Common Core State Standards
|CCSS.ELA-Literacy.SL.9-10.1||Initiate and participate effectively in a range of collaborative discussions (one-on-one, in groups, and teacher-led) with diverse partners on grades 9–10 topics, texts, and issues, building on others’ ideas and expressing their own clearly and persuasively.|
|CCSS.ELA-Literacy.SL.9-10.1a||Come to discussions prepared, having read and researched material under study; explicitly draw on that preparation by referring to evidence from texts and other research on the topic or issue to stimulate a thoughtful, well-reasoned exchange of ideas.|
|CCSS.ELA-Literacy.SL.9-10.1b||Work with peers to set rules for collegial discussions and decision-making (e.g., informal consensus, taking votes on key issues, presentation of alternate views), clear goals and deadlines, and individual roles as needed.|
|CCSS.ELA-Literacy.SL.9-10.1c||Propel conversations by posing and responding to questions that relate the current discussion to broader themes or larger ideas; actively incorporate others into the discussion; and clarify, verify, or challenge ideas and conclusions.|
|CCSS.ELA-Literacy.W.9-10.2||Write informative/explanatory texts to examine and convey complex ideas, concepts, and information clearly and accurately through the effective selection, organization, and analysis of content.|
|CCSS.ELA-Literacy.W.9-10.2a||Introduce a topic; organize complex ideas, concepts, and information to make important connections and distinctions; include formatting (e.g., headings), graphics (e.g., figures, tables), and multimedia when useful to aiding comprehension.|
|CCSS.ELA-Literacy.W.9-10.2b||Develop the topic with well-chosen, relevant, and sufficient facts, extended definitions, concrete details, quotations, or other information and examples appropriate to the audience’s knowledge of the topic.|
1. Connection — 5 minutes
Review fishbowl interview critique from previous lesson.

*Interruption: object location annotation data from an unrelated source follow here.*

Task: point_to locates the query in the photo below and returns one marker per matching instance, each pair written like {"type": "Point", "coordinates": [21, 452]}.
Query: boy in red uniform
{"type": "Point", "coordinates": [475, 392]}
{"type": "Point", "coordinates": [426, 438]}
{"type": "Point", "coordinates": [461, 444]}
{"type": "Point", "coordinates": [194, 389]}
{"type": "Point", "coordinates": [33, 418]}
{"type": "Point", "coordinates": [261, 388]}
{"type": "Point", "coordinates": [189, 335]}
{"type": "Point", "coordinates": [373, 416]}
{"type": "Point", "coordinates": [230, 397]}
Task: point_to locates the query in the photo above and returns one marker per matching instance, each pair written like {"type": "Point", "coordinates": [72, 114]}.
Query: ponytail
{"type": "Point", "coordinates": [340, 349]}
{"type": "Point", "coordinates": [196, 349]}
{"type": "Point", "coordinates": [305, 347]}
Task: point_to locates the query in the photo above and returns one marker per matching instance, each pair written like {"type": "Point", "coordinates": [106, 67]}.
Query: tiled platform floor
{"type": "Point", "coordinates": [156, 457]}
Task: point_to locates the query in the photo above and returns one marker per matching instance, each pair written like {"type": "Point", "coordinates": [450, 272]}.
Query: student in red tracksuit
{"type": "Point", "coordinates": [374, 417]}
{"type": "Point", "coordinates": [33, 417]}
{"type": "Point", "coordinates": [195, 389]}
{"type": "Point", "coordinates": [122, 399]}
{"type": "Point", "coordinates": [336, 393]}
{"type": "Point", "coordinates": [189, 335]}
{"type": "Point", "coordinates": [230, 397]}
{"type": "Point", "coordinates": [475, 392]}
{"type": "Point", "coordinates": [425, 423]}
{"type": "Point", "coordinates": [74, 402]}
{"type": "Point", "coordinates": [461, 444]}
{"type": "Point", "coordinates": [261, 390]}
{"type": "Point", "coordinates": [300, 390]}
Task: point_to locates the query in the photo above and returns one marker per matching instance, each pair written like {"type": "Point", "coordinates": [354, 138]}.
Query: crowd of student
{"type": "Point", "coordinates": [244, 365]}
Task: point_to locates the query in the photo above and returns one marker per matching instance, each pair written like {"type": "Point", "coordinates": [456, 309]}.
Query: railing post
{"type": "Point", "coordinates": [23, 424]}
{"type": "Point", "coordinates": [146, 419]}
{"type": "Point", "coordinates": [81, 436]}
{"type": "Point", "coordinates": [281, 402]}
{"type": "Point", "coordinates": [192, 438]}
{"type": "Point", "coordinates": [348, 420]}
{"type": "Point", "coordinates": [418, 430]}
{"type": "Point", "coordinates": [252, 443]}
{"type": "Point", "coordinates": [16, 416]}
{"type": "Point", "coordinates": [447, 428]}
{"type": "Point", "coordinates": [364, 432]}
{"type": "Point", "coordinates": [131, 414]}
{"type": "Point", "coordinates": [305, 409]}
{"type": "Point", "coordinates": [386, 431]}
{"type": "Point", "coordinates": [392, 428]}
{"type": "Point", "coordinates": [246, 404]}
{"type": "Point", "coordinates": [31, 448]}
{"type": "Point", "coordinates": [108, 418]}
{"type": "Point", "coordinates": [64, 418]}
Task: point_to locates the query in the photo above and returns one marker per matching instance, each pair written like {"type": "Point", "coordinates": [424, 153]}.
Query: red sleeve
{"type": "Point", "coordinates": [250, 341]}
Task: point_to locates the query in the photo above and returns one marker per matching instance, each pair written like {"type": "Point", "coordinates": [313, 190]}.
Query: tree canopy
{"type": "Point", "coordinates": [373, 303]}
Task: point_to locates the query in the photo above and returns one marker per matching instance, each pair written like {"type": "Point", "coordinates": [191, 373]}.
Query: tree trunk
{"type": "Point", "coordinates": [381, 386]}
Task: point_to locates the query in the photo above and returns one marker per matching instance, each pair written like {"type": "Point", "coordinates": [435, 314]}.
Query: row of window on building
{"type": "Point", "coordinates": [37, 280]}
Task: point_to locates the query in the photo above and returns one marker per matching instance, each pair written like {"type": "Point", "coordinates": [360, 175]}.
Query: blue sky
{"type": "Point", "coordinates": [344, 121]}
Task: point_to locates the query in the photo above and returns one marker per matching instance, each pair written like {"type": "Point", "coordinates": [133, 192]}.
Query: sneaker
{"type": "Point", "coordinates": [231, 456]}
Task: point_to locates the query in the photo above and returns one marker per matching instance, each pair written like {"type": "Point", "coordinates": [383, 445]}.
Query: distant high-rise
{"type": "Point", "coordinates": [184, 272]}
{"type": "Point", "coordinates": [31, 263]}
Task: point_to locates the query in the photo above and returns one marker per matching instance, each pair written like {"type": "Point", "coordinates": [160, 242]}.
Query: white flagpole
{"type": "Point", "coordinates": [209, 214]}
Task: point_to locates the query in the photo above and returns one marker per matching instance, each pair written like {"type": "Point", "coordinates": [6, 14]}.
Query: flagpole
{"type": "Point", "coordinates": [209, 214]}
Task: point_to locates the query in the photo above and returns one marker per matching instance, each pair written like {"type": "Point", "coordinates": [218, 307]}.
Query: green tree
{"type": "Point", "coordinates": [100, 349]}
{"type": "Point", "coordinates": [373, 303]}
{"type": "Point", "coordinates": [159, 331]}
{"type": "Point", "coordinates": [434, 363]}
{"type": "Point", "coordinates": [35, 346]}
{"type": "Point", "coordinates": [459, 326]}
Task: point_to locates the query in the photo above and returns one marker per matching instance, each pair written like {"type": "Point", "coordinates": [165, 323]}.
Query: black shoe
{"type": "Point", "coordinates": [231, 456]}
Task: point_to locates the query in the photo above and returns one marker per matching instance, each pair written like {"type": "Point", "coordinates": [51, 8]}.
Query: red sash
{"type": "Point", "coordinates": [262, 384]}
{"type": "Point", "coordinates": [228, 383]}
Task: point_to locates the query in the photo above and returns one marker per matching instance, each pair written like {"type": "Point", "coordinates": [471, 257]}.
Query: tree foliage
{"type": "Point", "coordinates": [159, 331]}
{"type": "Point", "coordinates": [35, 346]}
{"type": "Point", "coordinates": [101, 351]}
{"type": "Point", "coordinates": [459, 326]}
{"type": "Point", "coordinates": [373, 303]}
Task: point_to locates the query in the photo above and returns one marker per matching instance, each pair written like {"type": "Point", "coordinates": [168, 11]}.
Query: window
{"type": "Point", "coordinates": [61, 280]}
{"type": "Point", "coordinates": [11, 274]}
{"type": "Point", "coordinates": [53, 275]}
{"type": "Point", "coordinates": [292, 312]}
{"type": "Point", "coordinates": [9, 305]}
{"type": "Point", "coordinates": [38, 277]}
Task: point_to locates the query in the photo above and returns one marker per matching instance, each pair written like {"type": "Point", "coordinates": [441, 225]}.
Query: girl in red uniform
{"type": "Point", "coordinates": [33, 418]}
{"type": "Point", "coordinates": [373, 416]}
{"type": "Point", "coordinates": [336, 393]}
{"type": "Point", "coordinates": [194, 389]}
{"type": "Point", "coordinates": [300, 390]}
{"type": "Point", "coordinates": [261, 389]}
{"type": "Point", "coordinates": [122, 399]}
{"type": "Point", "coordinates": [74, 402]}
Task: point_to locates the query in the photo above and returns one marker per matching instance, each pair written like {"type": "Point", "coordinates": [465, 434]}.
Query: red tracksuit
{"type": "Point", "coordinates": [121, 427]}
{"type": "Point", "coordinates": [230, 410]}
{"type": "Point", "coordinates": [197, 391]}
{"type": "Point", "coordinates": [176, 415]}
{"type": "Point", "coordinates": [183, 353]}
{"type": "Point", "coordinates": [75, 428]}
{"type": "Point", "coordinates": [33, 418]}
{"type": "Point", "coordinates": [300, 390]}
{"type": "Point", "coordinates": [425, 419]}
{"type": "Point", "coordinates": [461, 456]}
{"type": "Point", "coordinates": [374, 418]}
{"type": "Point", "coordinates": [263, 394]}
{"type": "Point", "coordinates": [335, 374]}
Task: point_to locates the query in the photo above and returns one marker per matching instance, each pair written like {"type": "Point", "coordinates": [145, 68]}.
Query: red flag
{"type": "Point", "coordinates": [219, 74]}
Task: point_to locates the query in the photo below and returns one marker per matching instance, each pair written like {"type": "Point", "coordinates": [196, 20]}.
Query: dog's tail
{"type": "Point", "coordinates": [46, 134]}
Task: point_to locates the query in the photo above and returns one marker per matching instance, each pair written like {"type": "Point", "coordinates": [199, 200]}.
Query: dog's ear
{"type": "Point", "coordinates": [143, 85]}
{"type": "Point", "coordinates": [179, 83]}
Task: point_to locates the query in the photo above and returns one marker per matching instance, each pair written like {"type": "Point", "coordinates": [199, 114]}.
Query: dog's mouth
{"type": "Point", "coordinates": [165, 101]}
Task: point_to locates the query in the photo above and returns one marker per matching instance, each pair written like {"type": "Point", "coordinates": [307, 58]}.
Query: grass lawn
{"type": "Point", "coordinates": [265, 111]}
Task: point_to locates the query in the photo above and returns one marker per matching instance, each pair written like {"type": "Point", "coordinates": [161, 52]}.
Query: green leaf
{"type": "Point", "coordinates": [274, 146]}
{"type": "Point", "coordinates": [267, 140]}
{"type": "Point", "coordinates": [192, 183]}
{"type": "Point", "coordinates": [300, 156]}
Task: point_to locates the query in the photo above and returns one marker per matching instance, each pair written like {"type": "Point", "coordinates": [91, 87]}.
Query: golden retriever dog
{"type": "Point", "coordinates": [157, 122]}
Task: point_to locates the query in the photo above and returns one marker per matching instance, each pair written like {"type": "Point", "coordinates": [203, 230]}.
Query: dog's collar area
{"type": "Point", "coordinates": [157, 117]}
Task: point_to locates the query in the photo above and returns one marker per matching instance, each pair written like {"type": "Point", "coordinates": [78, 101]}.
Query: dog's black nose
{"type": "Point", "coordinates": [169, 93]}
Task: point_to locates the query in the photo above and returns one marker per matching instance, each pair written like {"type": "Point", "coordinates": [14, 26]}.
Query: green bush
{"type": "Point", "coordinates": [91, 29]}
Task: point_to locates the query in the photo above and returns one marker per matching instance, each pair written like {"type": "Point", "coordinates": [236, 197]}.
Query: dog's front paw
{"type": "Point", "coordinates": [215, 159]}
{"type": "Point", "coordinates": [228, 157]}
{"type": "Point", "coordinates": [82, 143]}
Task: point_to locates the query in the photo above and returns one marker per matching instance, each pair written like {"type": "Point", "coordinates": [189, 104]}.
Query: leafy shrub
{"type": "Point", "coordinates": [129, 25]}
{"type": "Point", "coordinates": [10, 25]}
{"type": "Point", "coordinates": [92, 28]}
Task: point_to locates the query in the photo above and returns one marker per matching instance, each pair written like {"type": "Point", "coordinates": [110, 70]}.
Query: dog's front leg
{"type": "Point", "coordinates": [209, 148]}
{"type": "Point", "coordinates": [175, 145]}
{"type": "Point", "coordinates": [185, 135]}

After watching that interview and thinking about how it went, what would have made it better or helped gather deeper/better information?
2. Direct instruction — 5 minutes
Remind young reporters of the following to help them with their initial interviews:
- Research your subject first and know as much as possible (ask other people).
- Develop your questions (as you will today in class), but don’t ever read them. The interview should be a conversation, not a firing off of questions (and never give your subject a set of questions or leave them lying around).
- Remember to record and take notes (but ask permission first to record).
- Let your subject decide where to meet and let that setting help break the ice. Why did you choose to meet here? Comment on the place and the surroundings.
- Be quiet and listen. Let your subject talk. Make him/her feel like the most important person in the universe.
2. Investigation — 35 minutes
Students are to develop questions for their interview of their profile subject (classmate) using the following approach:
5 minutes – Students work individually to come up with a series of questions they can use to get the interview going.
5 minutes – Students gather back in their teams from the previous lesson and share the questions with one another, writing down those they may need from others’ sharing to gather a more complete set.
5 minutes – Teacher asks for “the best” questions from each team. Teams should provide two of the best, giving credit to the team member that created them. Other students need to add them to their lists if they didn’t have them.
5 minutes – Teacher asks if anyone has any other good discussion starters (not necessarily questions) to get the ball rolling. If nobody has come up with “Tell me things that only a few people know about you” and “tell me about that…” the teacher has students add those and circle or highlight those questions as great ways to start the ball rolling.
10 minutes – Students match up with their chosen personalities and begin the interviewing process. Set a timer so each partner has 5 minutes to interview the other today.
3. Extension and evaluation — 10 minutes
Flash & Dash Exit Ticket – Students complete their Focus Sheets that demonstrate they are prepared to perform the rest of their interviews tonight and tomorrow. They show the teacher but keep them to use.